If it be said that the President, by successive pardons of constantly recurring contempts in particular litigation, might deprive a court of power to enforce its orders in a recalcitrant neighborhood, it is enough to observe that such a course is so improbable as to furnish but little basis for argument. Exceptional cases like this, if to be imagined at all, would suggest a resort to impeachment rather than to a narrow and strained construction of the general powers of the President.
There just are not so many Supreme Court cases about impeachment, so every hint is meaningful. This might stand for:
The proposition that use of pardons, in a pattern, could result in impeachment,
That acts that go to undermining the constitutional balance are appropriate for impeachment,
The idea hat the impeachment clause phrase “high crimes and misdemeanors,” is not necessarily limited to violations of the criminal code.
I would welcome additional suggestions.

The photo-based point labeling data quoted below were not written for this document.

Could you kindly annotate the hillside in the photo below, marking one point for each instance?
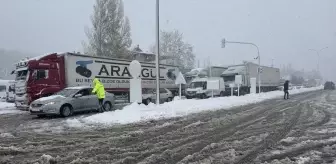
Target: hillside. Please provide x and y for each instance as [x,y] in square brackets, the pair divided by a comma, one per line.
[7,60]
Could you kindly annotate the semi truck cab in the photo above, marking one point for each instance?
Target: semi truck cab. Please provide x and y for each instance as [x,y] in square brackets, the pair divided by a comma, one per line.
[38,77]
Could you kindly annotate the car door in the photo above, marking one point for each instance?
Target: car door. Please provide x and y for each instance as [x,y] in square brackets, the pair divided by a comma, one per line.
[163,94]
[80,103]
[92,101]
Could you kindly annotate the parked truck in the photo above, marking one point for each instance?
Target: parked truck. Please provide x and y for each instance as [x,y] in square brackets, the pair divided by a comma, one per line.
[44,75]
[269,77]
[199,88]
[212,71]
[7,91]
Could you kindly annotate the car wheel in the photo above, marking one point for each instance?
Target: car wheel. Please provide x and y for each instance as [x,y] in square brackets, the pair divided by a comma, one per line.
[66,111]
[41,116]
[148,101]
[107,106]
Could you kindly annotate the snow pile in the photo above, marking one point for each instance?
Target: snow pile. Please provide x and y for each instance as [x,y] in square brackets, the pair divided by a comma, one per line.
[8,108]
[140,112]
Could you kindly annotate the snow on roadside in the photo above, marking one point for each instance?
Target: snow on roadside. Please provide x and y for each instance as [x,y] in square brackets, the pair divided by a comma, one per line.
[136,113]
[8,108]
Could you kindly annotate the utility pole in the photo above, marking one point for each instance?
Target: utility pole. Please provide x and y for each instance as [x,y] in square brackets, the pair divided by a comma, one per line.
[157,32]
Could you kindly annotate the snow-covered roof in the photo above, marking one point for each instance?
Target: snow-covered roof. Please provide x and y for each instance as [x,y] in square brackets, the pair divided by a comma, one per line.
[234,70]
[78,87]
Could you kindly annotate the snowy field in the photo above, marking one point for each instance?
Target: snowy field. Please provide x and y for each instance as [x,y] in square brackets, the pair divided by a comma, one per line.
[301,130]
[177,108]
[8,108]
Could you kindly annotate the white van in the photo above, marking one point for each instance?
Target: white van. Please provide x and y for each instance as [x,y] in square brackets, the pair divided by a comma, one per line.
[199,88]
[7,90]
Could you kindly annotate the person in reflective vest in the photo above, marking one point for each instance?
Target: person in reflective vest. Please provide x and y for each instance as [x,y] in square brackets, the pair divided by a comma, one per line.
[99,90]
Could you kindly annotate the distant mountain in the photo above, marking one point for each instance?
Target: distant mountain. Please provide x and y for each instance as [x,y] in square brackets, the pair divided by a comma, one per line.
[7,60]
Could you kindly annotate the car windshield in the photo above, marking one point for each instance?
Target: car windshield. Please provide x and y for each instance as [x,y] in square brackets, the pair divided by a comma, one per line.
[148,90]
[21,75]
[2,88]
[198,84]
[67,92]
[229,78]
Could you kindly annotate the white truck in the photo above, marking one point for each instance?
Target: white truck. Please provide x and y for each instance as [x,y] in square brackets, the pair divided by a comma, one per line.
[7,90]
[44,75]
[200,88]
[269,77]
[212,71]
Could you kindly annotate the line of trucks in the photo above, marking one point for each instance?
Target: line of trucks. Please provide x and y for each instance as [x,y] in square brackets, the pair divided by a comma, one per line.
[47,74]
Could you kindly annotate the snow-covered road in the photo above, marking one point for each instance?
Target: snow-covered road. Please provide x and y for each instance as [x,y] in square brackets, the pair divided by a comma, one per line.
[300,130]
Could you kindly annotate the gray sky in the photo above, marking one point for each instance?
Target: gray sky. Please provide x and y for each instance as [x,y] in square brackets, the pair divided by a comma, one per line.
[284,30]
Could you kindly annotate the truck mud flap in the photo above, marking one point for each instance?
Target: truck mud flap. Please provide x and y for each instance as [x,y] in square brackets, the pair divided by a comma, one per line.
[83,71]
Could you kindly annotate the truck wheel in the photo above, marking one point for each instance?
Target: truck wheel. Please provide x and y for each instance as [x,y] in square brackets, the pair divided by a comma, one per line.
[148,101]
[66,111]
[107,106]
[41,116]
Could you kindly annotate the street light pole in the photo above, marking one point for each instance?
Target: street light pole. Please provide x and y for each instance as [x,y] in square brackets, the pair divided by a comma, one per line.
[157,32]
[223,45]
[318,57]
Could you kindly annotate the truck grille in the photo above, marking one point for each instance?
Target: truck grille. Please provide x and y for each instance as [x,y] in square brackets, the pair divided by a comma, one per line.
[36,105]
[191,92]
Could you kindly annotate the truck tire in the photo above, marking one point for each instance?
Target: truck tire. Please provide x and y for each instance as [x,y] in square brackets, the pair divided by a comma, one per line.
[66,110]
[41,116]
[107,106]
[148,101]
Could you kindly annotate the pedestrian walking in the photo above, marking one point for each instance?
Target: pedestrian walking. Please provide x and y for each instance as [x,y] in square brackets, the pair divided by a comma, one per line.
[99,90]
[286,93]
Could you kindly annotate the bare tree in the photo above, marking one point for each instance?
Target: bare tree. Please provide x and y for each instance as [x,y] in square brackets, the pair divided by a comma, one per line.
[110,34]
[173,46]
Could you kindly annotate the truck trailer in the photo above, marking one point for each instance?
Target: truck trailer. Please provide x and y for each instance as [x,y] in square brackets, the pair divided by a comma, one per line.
[269,77]
[212,71]
[47,74]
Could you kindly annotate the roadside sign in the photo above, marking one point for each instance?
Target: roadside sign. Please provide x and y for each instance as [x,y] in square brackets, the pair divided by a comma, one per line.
[180,79]
[239,79]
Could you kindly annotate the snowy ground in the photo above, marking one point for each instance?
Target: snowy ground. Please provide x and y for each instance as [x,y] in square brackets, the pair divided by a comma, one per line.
[8,108]
[300,130]
[135,112]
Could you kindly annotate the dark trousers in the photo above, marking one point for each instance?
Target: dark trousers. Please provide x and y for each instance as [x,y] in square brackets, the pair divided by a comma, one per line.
[286,94]
[101,106]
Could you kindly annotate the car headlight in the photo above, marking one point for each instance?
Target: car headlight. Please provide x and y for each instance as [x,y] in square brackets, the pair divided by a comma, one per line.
[50,103]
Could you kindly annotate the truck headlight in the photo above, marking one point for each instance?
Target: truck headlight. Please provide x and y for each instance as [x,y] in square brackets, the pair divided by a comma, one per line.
[50,103]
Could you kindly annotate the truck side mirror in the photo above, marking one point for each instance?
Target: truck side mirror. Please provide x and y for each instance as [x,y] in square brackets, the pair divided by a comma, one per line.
[78,95]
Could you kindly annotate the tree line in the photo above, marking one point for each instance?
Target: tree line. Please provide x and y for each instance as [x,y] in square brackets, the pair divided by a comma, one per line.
[110,36]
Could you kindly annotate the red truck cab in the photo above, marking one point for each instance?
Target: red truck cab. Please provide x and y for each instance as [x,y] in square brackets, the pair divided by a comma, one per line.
[38,77]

Read and enjoy the full case.
More particularly, with respect to Arizona, the use of a pardon to undermine Federal authority is said to be particularly disturbing, for example in a “neighborhood.” While the Sheriff is now out of power, such a pardon is far more threatening to Federal authority, than an individual violation of the law in the case the Supreme Court decided.
Indeed, a pardon for conviction for systematic abuses of governmental power in breach of the constitution would seem a classic exception requiring rethinking.
A sheriff’s county-wide pattern and practice of contempt for the constitution and the Federal Courts is far more damaging that an ongoing pattern of pardons for minor violations by individuals in a “neighborhood.” Indeed, given that the case arose under the Prohibition Act, it is understandable that the Court felt the need to recognize that pardons might represent a threat to the enforcement of the law, and therefore hinted at remedies.